I try to run sometimes. I do yoga pretty regularly. But, I’ve also started seeing a trainer. And it’s great. He’s awesome, pushes me to lift heavier things (which is what I told him my goal was) and he’s super supportive and encouraging. I feel super SWOLE BRO after my training sessions and love bragging about my 105lb bench for reps. Did I mention the Bulgarian split squats with 40 lbs? Getting there felt great.

But, my question: I can’t afford this trainer forever. Sigh. I can definitely stick with it for a while longer, and then probably go down to once a week or something for a little while (I go twice now) But, what tips do you have for both knowing when you can train unassisted (both mentally and physically, like spotting etc?) and for keeping with it without the nice young man saying “Nope, that didn’t count.
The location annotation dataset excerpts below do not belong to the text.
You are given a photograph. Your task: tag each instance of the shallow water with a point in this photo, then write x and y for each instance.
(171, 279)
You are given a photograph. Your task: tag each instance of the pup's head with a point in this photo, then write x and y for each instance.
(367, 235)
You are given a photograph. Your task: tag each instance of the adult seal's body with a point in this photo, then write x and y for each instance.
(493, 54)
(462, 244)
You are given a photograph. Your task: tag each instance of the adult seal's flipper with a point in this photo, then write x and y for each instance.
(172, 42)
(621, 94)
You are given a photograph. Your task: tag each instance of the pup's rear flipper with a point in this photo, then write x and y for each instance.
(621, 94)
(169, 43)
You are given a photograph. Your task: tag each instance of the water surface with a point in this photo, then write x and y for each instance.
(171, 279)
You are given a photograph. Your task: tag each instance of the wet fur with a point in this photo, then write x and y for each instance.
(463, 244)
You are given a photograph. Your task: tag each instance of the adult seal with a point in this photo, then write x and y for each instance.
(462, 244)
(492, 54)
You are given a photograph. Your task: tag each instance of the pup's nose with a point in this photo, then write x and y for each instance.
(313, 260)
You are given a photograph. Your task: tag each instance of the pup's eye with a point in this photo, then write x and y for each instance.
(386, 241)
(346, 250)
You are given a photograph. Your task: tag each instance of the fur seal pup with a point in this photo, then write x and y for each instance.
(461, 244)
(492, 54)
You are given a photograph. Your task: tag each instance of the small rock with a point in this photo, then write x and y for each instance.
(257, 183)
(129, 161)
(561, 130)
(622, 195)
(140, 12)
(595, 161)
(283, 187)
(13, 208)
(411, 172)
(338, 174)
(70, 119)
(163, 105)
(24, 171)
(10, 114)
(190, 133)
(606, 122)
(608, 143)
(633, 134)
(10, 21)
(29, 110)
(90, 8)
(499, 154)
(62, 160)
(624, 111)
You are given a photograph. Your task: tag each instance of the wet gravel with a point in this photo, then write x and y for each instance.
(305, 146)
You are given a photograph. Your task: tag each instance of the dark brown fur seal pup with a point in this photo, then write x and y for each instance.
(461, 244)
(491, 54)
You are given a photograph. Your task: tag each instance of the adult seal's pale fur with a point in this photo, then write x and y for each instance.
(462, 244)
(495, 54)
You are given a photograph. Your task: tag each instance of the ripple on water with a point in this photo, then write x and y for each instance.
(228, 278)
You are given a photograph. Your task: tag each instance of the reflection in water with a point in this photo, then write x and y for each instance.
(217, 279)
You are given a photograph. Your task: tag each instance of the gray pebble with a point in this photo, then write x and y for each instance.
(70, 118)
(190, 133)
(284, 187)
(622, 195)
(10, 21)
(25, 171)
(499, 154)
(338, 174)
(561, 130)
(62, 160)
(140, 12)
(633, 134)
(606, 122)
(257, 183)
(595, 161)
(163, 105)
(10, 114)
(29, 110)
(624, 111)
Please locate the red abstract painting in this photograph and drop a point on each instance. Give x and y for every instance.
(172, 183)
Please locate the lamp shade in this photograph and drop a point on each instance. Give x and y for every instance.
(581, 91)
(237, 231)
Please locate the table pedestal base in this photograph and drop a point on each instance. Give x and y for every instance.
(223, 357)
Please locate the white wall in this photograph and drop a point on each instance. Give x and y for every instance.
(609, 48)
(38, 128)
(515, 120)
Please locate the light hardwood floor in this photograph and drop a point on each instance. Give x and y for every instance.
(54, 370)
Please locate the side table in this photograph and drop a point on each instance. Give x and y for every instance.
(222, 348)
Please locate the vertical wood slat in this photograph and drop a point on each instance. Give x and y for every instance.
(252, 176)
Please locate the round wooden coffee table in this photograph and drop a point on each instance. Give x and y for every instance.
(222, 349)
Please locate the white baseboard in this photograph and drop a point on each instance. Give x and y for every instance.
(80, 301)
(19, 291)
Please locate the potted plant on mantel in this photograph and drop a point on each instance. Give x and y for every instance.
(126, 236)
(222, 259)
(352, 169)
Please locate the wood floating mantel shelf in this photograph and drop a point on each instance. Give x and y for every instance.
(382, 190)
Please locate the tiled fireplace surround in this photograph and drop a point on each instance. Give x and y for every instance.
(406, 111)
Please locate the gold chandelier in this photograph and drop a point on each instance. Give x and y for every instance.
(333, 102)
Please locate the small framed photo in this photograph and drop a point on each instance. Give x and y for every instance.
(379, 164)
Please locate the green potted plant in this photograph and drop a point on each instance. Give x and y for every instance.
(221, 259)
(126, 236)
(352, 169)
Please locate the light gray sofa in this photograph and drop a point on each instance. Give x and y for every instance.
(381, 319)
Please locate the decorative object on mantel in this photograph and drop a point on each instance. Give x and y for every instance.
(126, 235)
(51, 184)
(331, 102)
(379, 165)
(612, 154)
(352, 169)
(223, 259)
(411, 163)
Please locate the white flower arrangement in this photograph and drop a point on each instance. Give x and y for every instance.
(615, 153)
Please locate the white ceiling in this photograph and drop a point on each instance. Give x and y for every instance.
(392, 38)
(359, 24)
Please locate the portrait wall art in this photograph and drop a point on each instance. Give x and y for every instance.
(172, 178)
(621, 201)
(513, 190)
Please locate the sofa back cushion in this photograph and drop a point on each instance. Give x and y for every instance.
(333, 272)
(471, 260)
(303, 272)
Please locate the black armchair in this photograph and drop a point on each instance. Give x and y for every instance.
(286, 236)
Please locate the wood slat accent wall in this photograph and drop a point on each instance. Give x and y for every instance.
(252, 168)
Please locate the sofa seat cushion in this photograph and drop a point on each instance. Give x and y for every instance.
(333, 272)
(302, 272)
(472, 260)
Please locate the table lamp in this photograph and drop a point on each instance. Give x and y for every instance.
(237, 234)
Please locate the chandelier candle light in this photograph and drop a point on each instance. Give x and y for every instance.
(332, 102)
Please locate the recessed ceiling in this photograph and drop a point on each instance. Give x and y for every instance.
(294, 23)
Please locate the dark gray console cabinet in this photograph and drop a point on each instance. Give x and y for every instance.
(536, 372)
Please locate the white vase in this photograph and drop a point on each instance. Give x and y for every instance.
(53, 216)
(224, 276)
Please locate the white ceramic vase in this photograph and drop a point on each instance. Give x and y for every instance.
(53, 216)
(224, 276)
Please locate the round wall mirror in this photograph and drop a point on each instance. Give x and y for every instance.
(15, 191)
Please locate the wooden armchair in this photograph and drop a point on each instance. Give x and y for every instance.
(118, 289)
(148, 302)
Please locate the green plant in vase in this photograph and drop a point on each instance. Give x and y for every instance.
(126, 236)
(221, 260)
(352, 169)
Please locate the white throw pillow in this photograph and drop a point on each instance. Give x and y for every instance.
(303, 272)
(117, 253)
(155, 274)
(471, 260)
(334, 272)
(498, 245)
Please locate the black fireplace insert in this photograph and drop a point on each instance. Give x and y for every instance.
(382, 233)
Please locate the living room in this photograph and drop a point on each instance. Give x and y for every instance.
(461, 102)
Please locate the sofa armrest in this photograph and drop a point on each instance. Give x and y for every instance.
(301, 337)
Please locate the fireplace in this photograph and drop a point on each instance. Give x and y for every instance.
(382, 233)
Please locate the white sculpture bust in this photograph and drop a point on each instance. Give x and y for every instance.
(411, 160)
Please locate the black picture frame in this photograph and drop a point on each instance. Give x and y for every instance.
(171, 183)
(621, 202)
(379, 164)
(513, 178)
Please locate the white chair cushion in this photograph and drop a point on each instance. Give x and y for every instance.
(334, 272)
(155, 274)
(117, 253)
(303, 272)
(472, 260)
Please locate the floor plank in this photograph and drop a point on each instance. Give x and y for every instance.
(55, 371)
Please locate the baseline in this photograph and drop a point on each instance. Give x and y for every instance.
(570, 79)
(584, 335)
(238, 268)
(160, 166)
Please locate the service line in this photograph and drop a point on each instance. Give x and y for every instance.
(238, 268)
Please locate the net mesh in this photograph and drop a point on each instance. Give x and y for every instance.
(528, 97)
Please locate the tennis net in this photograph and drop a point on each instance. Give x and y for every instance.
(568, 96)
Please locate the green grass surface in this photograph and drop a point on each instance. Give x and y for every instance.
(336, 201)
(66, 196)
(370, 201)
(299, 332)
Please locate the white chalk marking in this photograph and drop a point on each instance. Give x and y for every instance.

Do it again.” 

I recognize that I’m lucky to have this problem and that some of this is just suck it up, buttercup and go to the gym and do your sets and don’t cheat. But even with a good background in lifting, and not giving a shit about the dude bros in the gym, how should I handle the transition from trainer to self-guided training? How do we do it on our own?

Ah, trainers. I love them! I am very happy to have gotten this question. Let me begin with the exposure to personal trainers that is most common in our modern, workaday world, to make this accessible to everyone: you join a new gym you cannot quite afford, and with your membership you discover you get (depending on how horribly expensive your gym is) one to three complimentary sessions with a personal trainer. Or a pack of three or six sessions for a relatively nominal fee, which you choose to acquire. Good for you! FITNESS.

When you have a complimentary session with a personal trainer, it is similar to the experience of chewing happily on a free sample at a fancy grocery store. “Mmmm,” you say, “I will certainly consider purchasing this chicken hot dog/marinade/freeze-dried banana dipped in dark chocolate. Might I have a second to make up my mind?” Your mind is already made up. You will eat these two samples, and then come back if a new person takes over the shift for two more.